C'est en cela que la parole et l'écrit diffèrent. À l'oral, l'intonation, l'expression du visage, les gestes et les réactions immédiates complètent l'énoncé. Même si une requête est indirecte, l'interlocuteur peut ressentir la bienveillance selon le ton et l'attitude. Mais l'écrit, une fois qu'il a quitté la main de l'auteur, reste seul. Il n'y a ni intonation ni expression faciale, et on ne peut pas corriger immédiatement en observant la réaction du lecteur. C'est pourquoi une politesse trop détournée à l'écrit peut facilement passer pour une pression calculée plutôt que pour de la bienveillance. C'est la raison pour laquelle la phrase « Merci d'avance en tout cas » peut être lue non pas comme un remerciement, mais comme une exigence de ne pas refuser.
C'est sur ce point que Yoo Sun-kyung et Lee Kang-ryong se rejoignent. Même les expressions pensées pour la politesse et la face peuvent devenir excessives à l'écrit. Surtout dans la rédaction, la clarté et l'honnêteté sont souvent plus importantes. Un lecteur qui choisit délibérément de lire un livre est déjà, dans une certaine mesure, un lecteur coopératif. Il n'est pas nécessaire d'ajouter des amortisseurs à la fin de chaque phrase pour un tel lecteur. Au contraire, s'exprimer avec précision sans détour peut être une plus grande marque de respect.
« -dorok hagetseumnida » n'est pas un superflu insignifiant, mais une stratégie de politesse utilisant le langage indirect. Dans la parole quotidienne, ce qui semble être une erreur ou un superflu peut contenir une intention bienveillante envers l'autre. Cependant, la politesse ne provient pas toujours de l'indirection. Dans certaines situations, parler directement est plus responsable, plus honnête et, par conséquent, plus poli. Il n'existe pas de stratégie mécanique, que ce soit à l'oral ou à l'écrit. La véritable politesse naît du fait de parler et d'écrire en accord avec la situation, l'interlocuteur et sa propre sincérité.
Références
《Le vocabulaire des adultes》(Yoo Sun-kyung, 2020)
Un livre qui incite à examiner minutieusement les expressions utilisées par habitude dans la vie quotidienne pour trouver des mots plus précis et vivants. La critique de « -dorok hagetseumnida » citée dans ce texte se trouve dans cet ouvrage.
《L'étude de la langue coréenne pour les traducteurs》(Lee Kang-ryong, 2014)
Bien que le titre mentionne « pour les traducteurs », l'accent est mis sur la langue coréenne. Partant du principe que pour bien traduire, il faut savoir écrire en coréen de manière plus claire et rigoureuse, l'auteur analyse minutieusement les erreurs courantes dans la rédaction en coréen. Les exemples comme « Merci d'avance en tout cas » cités ici proviennent de ce livre.
《La pragmatique de la communication》(Lee Seong-beom, 2019)
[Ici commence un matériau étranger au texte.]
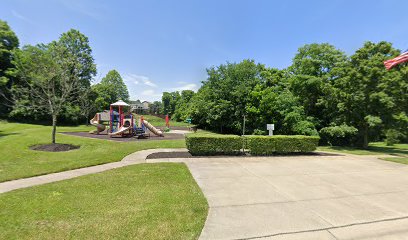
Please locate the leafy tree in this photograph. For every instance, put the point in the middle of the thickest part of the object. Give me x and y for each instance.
(182, 111)
(221, 102)
(53, 76)
(155, 107)
(370, 97)
(313, 73)
(170, 101)
(87, 104)
(8, 42)
(110, 89)
(281, 107)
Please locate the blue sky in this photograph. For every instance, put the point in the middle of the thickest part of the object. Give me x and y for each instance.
(167, 45)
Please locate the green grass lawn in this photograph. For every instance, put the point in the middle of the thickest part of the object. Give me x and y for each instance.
(146, 201)
(18, 161)
(400, 151)
(160, 122)
(376, 148)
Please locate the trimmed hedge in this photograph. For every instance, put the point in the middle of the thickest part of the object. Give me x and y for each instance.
(217, 144)
(266, 145)
(213, 144)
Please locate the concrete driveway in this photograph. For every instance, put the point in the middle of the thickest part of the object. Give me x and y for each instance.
(303, 197)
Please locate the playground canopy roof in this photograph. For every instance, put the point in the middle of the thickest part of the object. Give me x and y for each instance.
(120, 103)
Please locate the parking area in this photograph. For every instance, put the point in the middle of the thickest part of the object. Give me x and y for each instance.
(303, 197)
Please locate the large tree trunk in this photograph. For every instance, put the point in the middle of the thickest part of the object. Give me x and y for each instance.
(54, 127)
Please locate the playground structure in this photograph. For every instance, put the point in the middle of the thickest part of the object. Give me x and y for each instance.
(121, 123)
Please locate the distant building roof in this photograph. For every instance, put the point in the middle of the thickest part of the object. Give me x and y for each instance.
(119, 103)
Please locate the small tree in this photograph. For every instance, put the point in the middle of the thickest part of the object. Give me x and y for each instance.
(87, 103)
(47, 82)
(8, 42)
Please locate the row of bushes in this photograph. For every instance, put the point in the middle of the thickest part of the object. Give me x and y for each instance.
(212, 144)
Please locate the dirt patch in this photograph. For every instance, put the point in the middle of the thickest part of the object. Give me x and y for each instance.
(57, 147)
(188, 155)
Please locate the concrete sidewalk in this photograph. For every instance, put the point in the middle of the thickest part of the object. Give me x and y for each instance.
(296, 197)
(303, 197)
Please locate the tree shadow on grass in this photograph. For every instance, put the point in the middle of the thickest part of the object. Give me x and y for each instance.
(389, 150)
(3, 134)
(373, 149)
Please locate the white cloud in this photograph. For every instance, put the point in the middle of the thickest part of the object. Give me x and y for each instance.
(21, 17)
(88, 9)
(136, 79)
(188, 86)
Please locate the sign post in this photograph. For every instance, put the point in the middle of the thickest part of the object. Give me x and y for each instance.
(270, 128)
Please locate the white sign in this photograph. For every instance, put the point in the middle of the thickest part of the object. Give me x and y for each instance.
(270, 128)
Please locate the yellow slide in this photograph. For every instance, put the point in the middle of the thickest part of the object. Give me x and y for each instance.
(153, 129)
(120, 130)
(99, 127)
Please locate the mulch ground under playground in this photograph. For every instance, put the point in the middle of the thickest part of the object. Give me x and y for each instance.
(105, 136)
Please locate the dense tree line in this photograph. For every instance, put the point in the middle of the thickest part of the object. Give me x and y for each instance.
(52, 82)
(347, 100)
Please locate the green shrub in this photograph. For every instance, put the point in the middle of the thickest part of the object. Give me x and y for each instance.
(259, 132)
(213, 144)
(392, 137)
(342, 135)
(267, 145)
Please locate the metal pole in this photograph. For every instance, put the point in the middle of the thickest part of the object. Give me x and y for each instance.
(243, 129)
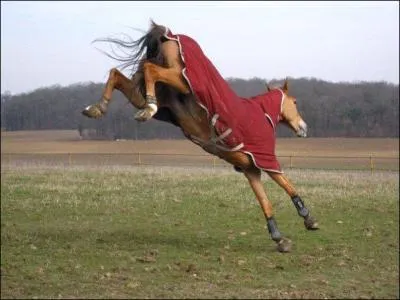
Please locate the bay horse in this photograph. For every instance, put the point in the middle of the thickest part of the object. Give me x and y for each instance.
(173, 81)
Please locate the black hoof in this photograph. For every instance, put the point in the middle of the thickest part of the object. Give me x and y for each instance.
(144, 114)
(93, 111)
(284, 245)
(310, 223)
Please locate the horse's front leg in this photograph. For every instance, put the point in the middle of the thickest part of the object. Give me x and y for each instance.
(170, 75)
(253, 175)
(309, 222)
(119, 81)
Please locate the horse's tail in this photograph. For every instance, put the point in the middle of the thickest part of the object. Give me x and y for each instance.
(148, 47)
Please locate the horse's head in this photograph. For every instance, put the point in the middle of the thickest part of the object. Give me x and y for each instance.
(289, 113)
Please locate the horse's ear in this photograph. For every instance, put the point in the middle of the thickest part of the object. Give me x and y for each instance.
(285, 85)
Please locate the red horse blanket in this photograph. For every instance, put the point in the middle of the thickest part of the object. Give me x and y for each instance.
(241, 124)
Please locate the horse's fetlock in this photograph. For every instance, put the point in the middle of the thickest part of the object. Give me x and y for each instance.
(273, 229)
(301, 209)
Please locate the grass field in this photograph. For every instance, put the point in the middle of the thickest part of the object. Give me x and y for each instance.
(80, 219)
(143, 232)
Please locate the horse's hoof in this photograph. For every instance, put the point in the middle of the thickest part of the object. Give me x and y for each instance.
(284, 245)
(311, 223)
(93, 111)
(144, 114)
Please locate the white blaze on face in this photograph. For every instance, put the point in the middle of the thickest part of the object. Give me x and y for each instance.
(302, 131)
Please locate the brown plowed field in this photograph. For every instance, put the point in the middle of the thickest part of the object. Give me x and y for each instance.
(67, 147)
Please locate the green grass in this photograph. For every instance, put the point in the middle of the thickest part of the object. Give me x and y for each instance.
(176, 233)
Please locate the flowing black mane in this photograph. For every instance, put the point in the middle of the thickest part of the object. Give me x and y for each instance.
(135, 52)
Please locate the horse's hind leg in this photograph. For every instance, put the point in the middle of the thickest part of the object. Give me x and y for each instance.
(309, 222)
(119, 81)
(170, 75)
(253, 175)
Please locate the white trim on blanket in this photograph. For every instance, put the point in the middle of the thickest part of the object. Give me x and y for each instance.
(270, 120)
(283, 96)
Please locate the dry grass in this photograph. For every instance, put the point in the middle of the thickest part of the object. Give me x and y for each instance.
(69, 142)
(55, 148)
Alors que les deux premiers livres sont des guides d'écriture pour le grand public, celui-ci est un ouvrage académique proche d'un manuel universitaire. C'est dans ce livre que j'ai puisé les bases théoriques du principe de coopération de Grice, du principe de politesse de Leech et de la théorie de la face de Brown et Levinson. Je le recommande aux lecteurs qui souhaitent explorer plus profondément pourquoi la clarté est importante et pourquoi, malgré cela, on utilise des détours dans la vie quotidienne.
〈[Correction de notre langue] Peut-on utiliser « ~dorok » pour soi-même ?〉(Bae Sang-bok, 06-03-2023)
Un article du JoongAng Ilbo traitant du sens et des usages de « ~dorok », sujet central de ce texte. Bien qu'il n'utilise pas le terme « politesse », il présente diverses théories, notamment l'intention d'utiliser une expression courtoise ou l'influence de la langue japonaise.